The principle component of a PEM fuel cell is known as a membrane electrode assembly (MBA) and is essentially composed of five layers. The central layer is the polymeric membrane. On either side of the membrane there is an electrocatalyst layer, containing an electrocatalyst, which is tailored for the different requirements at the anode and the cathode. Finally, adjacent to each electrocatalyst layer there is a gas diffusion layer. The gas diffusion layer must allow the reactants to reach the electrocatalyst layer, must allow products to be removed from the electrocatalyst layer, and must conduct the electric current that is generated by the electrochemical reactions. Therefore the gas diffusion layer must be porous and electrically conducting.
The electrocatalyst layer is generally composed of a metal, (such as a platinum group metal (platinum, palladium, rhodium, ruthenium, iridium and osmium), gold or silver, or a base metal) either unsupported in the form of a finely dispersed metal powder (a metal black) or supported on an electrically conducting support, such as high surface area carbon material. Suitable carbons typically include those from the carbon black family, such as oil furnace blacks, extra-conductive blacks, acetylene blacks and graphitized versions thereof. Exemplary carbons include Akzo Nobel Ketjen EC300J, Cabot Vulcan XC72R and Denka Acetylene Black. The electrocatalyst layers suitably comprise other components, such as ion-conducting polymer, which is included to improve the ionic conductivity within the layer. The electrocatalyst layers also comprise a certain volume fraction of porosity, which allows reactant ingress and product egress.

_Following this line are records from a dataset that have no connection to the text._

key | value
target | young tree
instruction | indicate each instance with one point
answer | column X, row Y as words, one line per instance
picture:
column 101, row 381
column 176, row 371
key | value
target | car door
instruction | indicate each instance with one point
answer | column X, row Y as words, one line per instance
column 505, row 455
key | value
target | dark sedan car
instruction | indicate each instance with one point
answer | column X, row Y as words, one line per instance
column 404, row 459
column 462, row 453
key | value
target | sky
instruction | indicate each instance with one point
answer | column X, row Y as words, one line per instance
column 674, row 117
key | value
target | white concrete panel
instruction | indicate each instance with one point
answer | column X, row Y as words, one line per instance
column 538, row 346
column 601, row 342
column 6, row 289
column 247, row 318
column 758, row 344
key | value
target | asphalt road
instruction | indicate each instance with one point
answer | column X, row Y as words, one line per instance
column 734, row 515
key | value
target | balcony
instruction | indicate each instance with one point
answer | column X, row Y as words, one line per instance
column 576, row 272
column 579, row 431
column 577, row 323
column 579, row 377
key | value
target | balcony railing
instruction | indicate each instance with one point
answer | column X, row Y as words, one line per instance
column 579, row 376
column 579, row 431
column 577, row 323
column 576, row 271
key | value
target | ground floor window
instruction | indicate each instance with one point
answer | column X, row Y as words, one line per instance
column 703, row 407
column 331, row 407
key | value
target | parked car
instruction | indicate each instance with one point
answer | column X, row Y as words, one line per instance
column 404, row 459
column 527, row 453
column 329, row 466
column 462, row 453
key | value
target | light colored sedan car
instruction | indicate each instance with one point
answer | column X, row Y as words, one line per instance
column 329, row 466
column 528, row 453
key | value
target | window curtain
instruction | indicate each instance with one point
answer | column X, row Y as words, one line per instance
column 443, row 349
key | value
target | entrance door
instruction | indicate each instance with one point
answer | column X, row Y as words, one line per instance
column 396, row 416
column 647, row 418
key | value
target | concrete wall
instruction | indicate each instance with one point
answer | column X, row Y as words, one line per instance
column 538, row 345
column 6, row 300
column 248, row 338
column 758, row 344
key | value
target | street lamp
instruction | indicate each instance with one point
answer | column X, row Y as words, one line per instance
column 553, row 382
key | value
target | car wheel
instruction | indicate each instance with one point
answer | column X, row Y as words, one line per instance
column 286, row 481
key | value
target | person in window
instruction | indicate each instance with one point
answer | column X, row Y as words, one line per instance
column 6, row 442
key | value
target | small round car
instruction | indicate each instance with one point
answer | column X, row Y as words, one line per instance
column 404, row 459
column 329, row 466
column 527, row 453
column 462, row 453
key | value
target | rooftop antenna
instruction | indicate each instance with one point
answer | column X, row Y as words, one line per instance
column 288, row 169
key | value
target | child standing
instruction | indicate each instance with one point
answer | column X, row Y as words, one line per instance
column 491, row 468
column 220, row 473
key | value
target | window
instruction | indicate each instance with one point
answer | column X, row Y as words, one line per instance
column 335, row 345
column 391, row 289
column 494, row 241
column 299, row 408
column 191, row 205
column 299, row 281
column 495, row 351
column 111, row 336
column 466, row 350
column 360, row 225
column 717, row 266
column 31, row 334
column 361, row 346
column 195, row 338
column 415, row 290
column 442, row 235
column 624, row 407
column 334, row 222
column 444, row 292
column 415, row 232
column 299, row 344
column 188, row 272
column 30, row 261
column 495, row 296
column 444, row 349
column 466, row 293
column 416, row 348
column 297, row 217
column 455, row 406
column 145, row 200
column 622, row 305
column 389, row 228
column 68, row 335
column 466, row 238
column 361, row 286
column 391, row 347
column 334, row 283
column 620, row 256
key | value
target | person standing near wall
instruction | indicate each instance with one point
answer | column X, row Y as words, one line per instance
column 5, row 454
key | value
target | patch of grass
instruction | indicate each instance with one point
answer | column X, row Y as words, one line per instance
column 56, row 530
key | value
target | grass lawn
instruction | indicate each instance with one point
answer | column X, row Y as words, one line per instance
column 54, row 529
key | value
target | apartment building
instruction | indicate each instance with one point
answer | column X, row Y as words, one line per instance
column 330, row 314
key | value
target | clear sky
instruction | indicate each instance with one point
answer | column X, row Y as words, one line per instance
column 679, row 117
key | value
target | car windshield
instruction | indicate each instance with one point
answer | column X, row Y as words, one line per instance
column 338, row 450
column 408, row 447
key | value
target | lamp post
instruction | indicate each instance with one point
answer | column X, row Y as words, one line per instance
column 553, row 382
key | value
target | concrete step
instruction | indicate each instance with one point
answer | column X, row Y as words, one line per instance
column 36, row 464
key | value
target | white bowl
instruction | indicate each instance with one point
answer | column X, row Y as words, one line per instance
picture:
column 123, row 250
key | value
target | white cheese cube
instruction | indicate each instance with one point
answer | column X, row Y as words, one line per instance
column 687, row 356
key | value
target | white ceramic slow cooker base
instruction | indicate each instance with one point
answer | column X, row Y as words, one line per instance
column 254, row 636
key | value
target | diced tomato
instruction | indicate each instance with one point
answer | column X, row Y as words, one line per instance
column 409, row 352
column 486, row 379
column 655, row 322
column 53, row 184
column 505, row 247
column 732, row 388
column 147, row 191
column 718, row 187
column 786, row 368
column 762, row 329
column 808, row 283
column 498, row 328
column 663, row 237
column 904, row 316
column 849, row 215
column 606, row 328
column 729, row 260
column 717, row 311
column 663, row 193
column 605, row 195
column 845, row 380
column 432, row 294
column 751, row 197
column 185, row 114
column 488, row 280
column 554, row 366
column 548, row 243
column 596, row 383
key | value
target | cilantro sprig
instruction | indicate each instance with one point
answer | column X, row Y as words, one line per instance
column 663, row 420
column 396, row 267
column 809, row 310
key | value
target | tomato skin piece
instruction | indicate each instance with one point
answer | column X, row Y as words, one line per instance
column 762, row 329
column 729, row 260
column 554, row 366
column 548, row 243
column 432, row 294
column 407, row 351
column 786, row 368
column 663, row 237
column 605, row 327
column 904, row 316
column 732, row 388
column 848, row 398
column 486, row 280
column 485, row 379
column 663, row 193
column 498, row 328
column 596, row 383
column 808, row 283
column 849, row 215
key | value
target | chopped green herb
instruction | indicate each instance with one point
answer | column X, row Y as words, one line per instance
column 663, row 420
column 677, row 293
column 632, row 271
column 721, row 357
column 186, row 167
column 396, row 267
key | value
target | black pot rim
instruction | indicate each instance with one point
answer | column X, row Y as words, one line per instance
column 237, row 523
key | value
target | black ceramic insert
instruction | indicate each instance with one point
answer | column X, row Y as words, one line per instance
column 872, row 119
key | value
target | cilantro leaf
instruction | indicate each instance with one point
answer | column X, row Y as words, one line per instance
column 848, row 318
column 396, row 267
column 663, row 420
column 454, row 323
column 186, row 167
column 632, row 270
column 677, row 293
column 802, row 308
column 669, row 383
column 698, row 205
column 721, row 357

Platinum black may also be used as a catalyst in a fuel cell anode or cathode. Platinum black is black-colored finely divided form of unsupported metallic platinum. Platinum blacks may be formed by a variety of methods including by heating ammonium chloroplatinate in molten sodium nitrate at 500° C. for 30 minutes. The molten mass is poured into water, followed by boiling and washing to give a muddy brown precipitate (thought to be platinum dioxide) that can be concentrated by centrifugation (Platinum Metals Rev. 2007, 51 (1), 52). Reduction of the suspension in water with gaseous hydrogen gives a black suspension with a particle size from which layers are made in the range of 0.5 μm to 10 μm (see FIG. 1). Typically, catalyst layers prepared from platinum black have a platinum loading of at least 1 mg/cm2.